It has become fairly seldom recently to see a married couple raising their conceived children together, a family that's considered complete, whole, healthy, rare. 17 years. 17 years of misunderstandings, miscommunications, lines took out of context, 17 years of marriage. 17 years of a raging war with two sides that are just as right as they are wrong. 17 years of " YOU ALWAYS HAVE TO BE RIGHT, DON'T YOU!" and "She's not pissed, just sometimes she gets like this." 16 years I have been a bistander, In those 16 years I have also been caught out in the range of the fire. In those 16 years treaties are made and forgotten. Ideas, notions, opinions, the very fears that have started this war are suppressed and resurfaced in a vicious cycle, by a lack of listening. By a lack of the will to communicate. By a lack of the will to stand on a common ground. It has been a war of wits and superiority that divides my family, an unspoken rule that someone is more superior. That we must have a weakest link. Humor though plays around with this rule, finds it silly that we even imply such an idea, when a family, a marriage, any healthy relationship that is is built on the values of sharing knowledge, and accompanimanship. And 17 years has to be a healthy relationship. On the grounds that they look out for each other, instead of looking for ways to put the other down. Now I can see through both sides of the glass, one a reflection of how the war of this relationship we have, a family, is viewed through the everchanging underdog's and sometimes child's eyes, the other a seemingly simpler but a more complex reality. The reality that both are wrong and both are right. A contradiction, a paradox, just as flawed as the people it describes, but still a reality.

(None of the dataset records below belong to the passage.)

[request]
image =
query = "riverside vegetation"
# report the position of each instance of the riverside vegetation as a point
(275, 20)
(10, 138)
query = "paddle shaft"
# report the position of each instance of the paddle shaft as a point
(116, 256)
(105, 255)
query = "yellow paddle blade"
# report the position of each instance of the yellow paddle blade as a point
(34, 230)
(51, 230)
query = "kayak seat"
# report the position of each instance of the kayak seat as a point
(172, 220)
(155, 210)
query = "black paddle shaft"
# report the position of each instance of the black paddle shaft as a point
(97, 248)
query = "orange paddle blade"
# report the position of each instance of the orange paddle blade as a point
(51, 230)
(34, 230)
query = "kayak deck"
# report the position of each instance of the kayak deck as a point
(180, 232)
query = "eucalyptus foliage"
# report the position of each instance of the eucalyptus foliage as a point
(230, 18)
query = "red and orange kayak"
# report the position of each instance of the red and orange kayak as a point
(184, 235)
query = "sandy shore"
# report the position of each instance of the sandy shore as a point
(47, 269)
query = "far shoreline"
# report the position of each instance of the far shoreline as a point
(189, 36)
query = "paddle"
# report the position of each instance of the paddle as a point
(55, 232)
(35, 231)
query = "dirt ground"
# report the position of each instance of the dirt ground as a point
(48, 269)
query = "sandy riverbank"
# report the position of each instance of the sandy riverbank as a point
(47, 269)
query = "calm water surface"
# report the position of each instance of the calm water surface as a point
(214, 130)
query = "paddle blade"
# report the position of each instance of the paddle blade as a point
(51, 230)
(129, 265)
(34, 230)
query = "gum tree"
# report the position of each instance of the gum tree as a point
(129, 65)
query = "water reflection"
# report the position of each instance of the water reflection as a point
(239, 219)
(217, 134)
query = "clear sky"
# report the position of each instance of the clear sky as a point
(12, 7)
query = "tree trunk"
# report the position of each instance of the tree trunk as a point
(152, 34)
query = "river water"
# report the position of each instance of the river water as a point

As a child growing up in and around this state of war, this is MY family after all, I am and have been just as tangled up in it as every one else, and I can't just leave that and couldn't just ignore it. I stood at my door listening on restless nights, sat in the corner, on the bed cuddling with my sister, soothing wet warm tears trailing down disgruntled flesh. Taking in spoonfull after spoonfull by the ears of their life, their reality, their war, our future, as a battleground, as a family. Taking it in on nights, mornings, afternoons when it was becoming too hard to hide. They never meant to and never mean to expose it, the war, but it was always there.
Tonight back turned, finishing up chores after another accidental missile and misunderstanding was fired at the dinner table and caught by my eye as well as my ear, the war disappeared as well as the car. I doubt it is a matter of sparing us, maybe a new method of communication, or maybe a relaxing ride in the country while heads turn, mouths seal, arms cross, and hot air is blown out noses. Still I sit writing documenting my war, family, thoughts. Left alone, yet again.
Maybe it is the fact that this isn't an everyday occurance, and throws me off, that it turns and churns knots in my stomach. Maybe it is the fact that I feel that even though witnessing each battle go down that I feel that my mouth is sewn shut, my opinions and realizations put to rest, probably for the best, but I can't help wondering how things could change if they actually would listen, This is just my war as it is theirs, now, I comprehend what is happening better than I could before as a child. I am still brung up in the war as ammunition, but get no right to involvement. "YOU'RE ALWAYS LOOKING FOR WAYS TO POINT OUT THAT I AM STUPID IN FRONT OF MY CHILDREN!" Insert name of child, Kelsea, Hannah. Conceived from both your egg and his sperm. His, yours, shared, independent children. Isn't that what we've become now as you neglectedly ignore us, with no instructions,wishes,demands, or even thought! As Hannah roams freely downstairs, for she is at the age where she doesn't care, but I do! I care that you, we have a lack of communication! I care that 17 years have been built on war, but I realize that that is exactly what marriage is, and for it to work each must become stronger after battle. And before me I see two gladiators, arms like thunder, hearts of gold protected by several rows of steel bars, Two victors, that I call my only Parents!